DcLbm: Degree Corrected Latent Block Model for bipartite graph class

An S4 class to represent a degree corrected stochastic block model for co_clustering of bipartite graph. Such model can be used to cluster graph vertex, and model a bipartite graph adjacency matrix \(X\) with the following generative model : $$ \pi \sim Dirichlet(\alpha)$$ $$ Z_i^r \sim \mathcal{M}(1,\pi^r)$$ $$ Z_j^c \sim \mathcal{M}(1,\pi^c)$$ $$ \theta_{kl} \sim Exponential(p)$$ $$ \gamma_i^r\sim \mathcal{U}(S_k)$$ $$ \gamma_i^c\sim \mathcal{U}(S_l)$$ $$ X_{ij}|Z_{ik}^cZ_{jl}^r=1 \sim \mathcal{P}(\gamma_i^r\theta_{kl}\gamma_j^c)$$ The individuals parameters \(\gamma_i^r,\gamma_j^c\) allow to take into account the node degree heterogeneity.
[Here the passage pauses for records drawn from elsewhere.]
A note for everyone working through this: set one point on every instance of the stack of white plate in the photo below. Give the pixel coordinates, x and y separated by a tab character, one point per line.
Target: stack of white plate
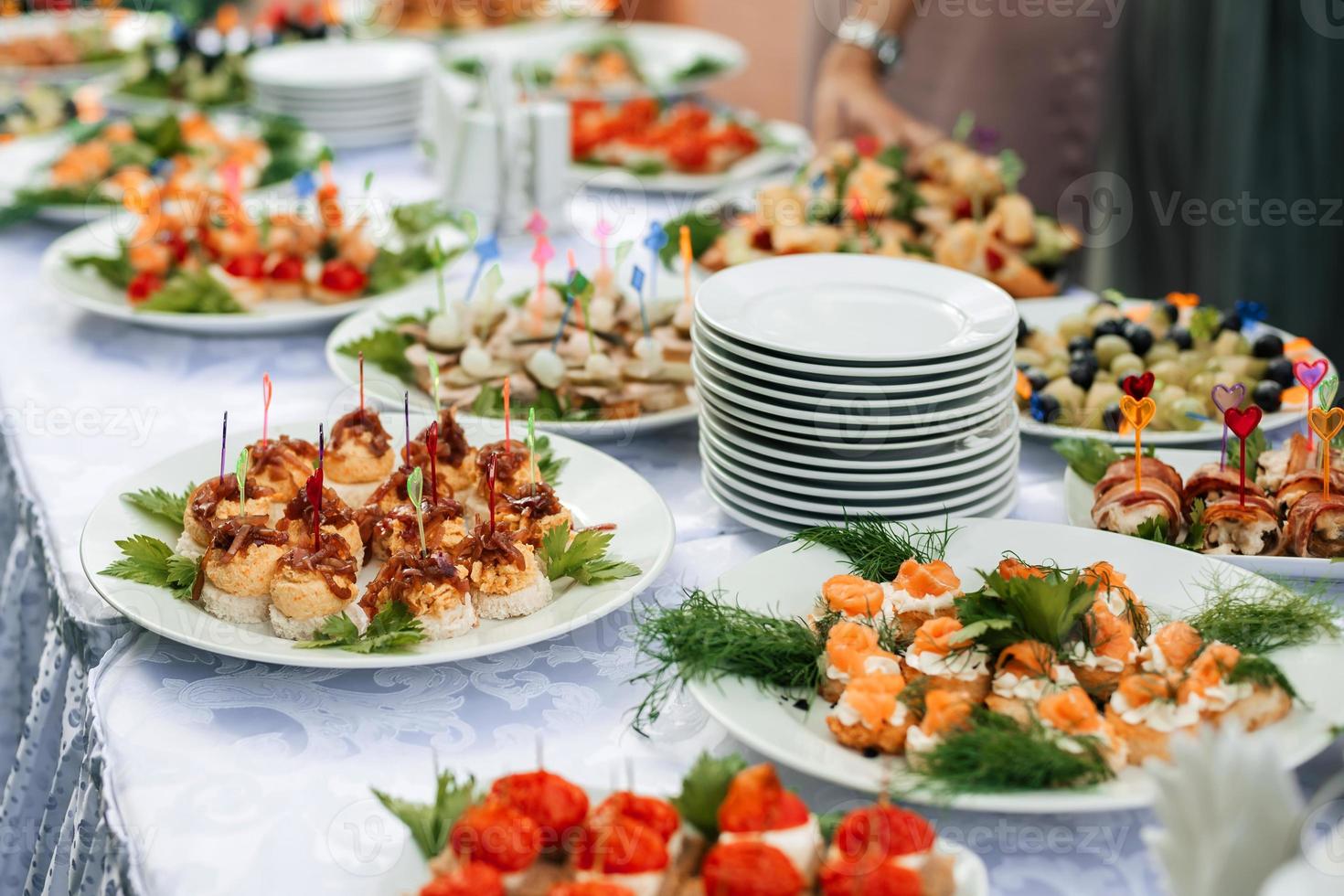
834	386
355	93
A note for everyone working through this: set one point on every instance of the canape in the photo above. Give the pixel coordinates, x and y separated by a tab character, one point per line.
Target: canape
359	457
432	586
238	569
311	586
504	575
946	661
757	807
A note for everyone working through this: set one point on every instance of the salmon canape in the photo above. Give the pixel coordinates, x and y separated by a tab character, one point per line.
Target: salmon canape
945	712
921	592
311	586
1023	675
1144	713
758	809
238	569
359	457
214	501
886	849
1250	706
1171	649
869	715
1072	715
852	652
945	663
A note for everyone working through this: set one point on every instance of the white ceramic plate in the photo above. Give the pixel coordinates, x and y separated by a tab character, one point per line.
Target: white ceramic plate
88	292
1046	314
660	51
855	455
952	463
594	485
785	581
857	308
854	377
389	389
785	144
1078	504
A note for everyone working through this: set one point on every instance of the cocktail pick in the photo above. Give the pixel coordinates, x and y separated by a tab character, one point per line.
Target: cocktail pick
415	491
1243	423
1226	397
1327	425
637	285
1310	374
266	389
223	448
1137	412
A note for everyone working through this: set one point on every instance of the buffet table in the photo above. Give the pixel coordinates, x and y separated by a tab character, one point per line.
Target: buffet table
156	769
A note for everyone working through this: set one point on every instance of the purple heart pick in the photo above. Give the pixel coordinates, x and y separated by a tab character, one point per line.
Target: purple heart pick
1229	397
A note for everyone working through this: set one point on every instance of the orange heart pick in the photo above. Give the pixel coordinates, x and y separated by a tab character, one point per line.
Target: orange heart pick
1327	423
1137	412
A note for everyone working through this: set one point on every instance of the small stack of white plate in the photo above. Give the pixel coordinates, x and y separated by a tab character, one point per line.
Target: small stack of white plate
834	386
354	93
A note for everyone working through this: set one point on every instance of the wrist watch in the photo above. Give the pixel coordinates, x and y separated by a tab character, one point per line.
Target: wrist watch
884	46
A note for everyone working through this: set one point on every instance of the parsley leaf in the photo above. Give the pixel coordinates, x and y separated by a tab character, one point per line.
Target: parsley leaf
583	559
151	561
160	503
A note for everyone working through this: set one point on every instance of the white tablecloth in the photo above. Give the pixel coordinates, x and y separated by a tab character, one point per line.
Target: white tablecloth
228	776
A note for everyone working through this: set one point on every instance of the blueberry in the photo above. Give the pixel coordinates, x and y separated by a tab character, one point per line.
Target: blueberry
1280	371
1267	346
1109	326
1044	407
1269	395
1083	374
1110	418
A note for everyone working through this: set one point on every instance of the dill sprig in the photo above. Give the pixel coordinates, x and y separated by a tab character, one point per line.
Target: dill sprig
706	638
1257	615
877	547
997	753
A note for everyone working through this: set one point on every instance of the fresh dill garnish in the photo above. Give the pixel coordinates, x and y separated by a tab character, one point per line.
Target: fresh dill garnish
160	503
1257	615
431	824
706	638
997	753
1261	672
877	547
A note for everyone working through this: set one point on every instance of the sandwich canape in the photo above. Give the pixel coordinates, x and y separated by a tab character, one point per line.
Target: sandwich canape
944	660
432	586
359	457
314	584
852	652
238	569
758	809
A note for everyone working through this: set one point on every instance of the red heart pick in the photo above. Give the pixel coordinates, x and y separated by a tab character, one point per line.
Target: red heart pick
1243	422
1137	387
1310	375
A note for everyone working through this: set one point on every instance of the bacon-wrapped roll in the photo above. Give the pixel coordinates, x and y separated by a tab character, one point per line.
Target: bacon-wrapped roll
1210	483
1123	509
1124	472
1316	526
1250	529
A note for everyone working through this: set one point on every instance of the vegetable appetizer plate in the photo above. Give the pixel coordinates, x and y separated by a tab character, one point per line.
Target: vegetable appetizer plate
389	389
1078	504
783	144
598	488
85	291
786	581
1047	312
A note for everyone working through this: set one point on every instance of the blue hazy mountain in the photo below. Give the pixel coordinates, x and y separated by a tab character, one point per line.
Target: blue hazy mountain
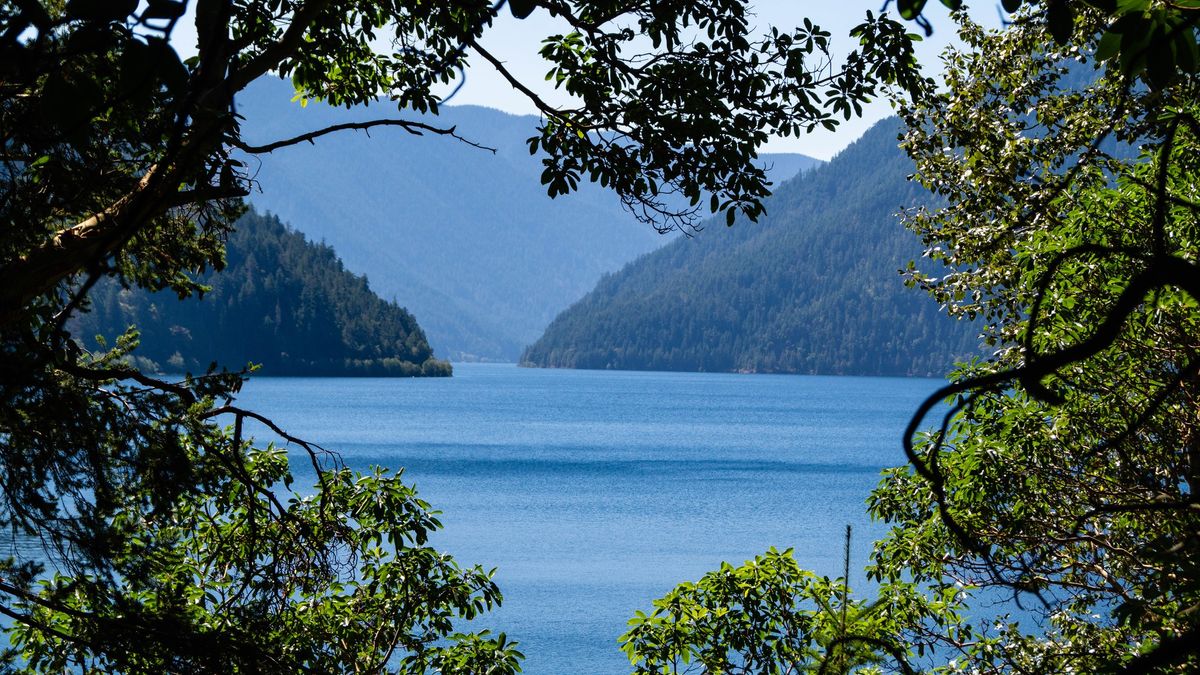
811	288
465	238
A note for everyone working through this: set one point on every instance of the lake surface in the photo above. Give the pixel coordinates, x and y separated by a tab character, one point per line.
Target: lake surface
594	493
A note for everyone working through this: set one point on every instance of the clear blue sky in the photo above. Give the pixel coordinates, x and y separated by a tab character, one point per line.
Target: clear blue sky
516	43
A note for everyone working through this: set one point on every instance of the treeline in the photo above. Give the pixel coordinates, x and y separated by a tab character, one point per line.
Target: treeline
282	302
813	288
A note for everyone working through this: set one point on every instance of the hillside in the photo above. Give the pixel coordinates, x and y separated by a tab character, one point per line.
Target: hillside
813	288
466	239
281	302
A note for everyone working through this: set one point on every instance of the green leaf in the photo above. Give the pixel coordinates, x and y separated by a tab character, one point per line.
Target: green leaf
101	10
910	9
1061	21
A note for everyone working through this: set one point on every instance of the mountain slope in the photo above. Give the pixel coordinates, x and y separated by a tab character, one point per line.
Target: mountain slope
466	239
281	302
813	288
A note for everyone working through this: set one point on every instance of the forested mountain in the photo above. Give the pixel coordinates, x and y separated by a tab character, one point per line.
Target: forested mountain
281	302
813	288
466	238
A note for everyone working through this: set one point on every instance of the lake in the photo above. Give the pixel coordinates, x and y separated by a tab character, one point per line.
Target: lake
594	493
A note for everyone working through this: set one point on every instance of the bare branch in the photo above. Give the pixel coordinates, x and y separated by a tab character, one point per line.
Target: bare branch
414	127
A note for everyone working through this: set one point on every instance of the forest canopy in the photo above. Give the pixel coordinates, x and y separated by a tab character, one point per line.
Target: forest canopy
1048	518
165	538
173	543
282	303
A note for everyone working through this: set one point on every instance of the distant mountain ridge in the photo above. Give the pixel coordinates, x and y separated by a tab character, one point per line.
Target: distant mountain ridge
283	303
813	288
466	239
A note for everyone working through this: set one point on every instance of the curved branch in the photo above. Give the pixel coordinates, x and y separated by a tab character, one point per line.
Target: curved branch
414	127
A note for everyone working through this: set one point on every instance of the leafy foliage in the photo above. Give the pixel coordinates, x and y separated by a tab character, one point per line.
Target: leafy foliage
771	616
1067	471
282	303
1049	524
813	288
123	161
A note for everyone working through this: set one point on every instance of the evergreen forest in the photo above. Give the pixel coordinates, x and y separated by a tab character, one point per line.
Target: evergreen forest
282	303
814	287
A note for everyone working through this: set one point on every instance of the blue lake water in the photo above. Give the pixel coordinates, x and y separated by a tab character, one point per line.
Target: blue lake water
594	493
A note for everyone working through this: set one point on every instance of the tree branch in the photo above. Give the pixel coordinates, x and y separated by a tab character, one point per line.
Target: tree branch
414	127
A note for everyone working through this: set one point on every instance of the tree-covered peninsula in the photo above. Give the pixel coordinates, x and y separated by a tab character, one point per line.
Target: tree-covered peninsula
814	287
281	302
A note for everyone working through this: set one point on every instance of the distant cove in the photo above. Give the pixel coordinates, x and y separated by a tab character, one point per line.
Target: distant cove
597	491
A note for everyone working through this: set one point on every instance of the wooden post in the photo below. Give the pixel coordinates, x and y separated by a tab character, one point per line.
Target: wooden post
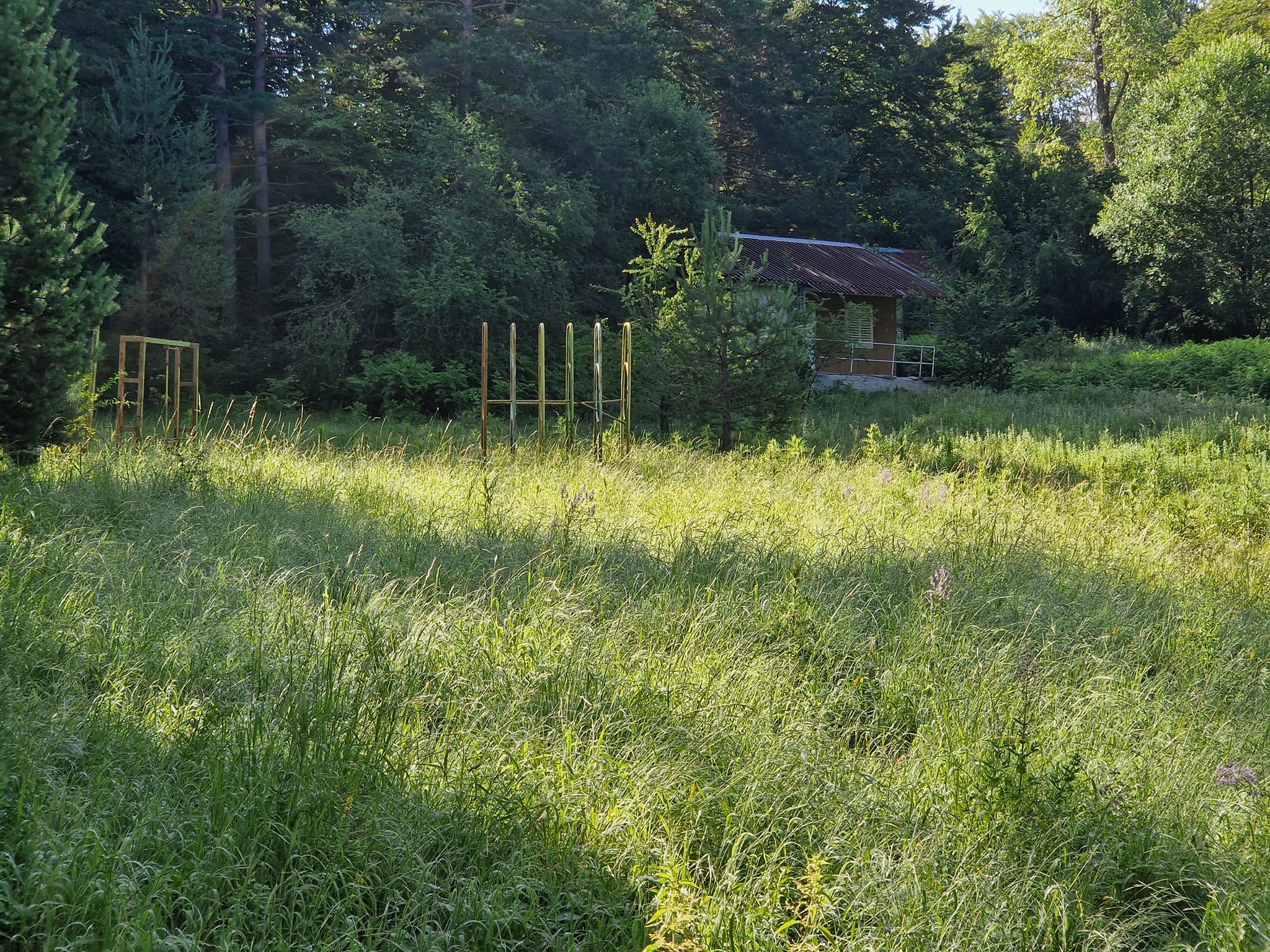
569	423
484	390
511	426
543	387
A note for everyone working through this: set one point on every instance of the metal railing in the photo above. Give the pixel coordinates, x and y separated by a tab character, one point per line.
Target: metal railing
905	359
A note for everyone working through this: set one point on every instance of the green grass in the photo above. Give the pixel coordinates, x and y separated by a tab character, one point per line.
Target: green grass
343	687
1237	367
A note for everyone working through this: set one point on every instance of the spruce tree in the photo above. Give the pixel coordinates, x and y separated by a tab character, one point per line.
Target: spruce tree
51	295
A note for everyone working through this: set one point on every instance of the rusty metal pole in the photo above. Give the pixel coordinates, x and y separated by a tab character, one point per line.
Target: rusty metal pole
141	389
118	394
484	390
569	423
543	386
197	399
597	368
175	395
626	385
511	426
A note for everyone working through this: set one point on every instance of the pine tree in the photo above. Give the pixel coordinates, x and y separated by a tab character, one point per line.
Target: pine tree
732	350
150	173
50	293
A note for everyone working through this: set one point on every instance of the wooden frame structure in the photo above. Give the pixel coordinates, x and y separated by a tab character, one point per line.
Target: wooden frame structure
571	404
174	386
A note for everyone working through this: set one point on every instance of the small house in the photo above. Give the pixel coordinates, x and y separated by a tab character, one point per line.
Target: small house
858	295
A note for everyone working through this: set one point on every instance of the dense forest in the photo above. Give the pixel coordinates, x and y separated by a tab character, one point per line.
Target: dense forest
333	193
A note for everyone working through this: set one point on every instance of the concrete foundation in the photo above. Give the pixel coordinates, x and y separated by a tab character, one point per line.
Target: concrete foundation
870	384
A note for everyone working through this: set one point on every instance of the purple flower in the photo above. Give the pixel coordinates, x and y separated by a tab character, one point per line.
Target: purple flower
1231	775
941	586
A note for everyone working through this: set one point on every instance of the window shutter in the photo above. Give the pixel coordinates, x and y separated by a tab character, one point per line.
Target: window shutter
859	320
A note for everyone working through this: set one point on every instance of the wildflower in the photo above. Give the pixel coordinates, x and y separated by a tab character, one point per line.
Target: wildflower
1231	775
941	586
These parameters have uniform priors over simplex \(S_k\). These classes mainly store the prior parameters value \(\alpha,p\) of this generative model. The DcLbm-class must be used when fitting a simple Diagonal Gaussian Mixture Model whereas the DcLbmPrior-class must be sued when fitting a CombinedModels-class.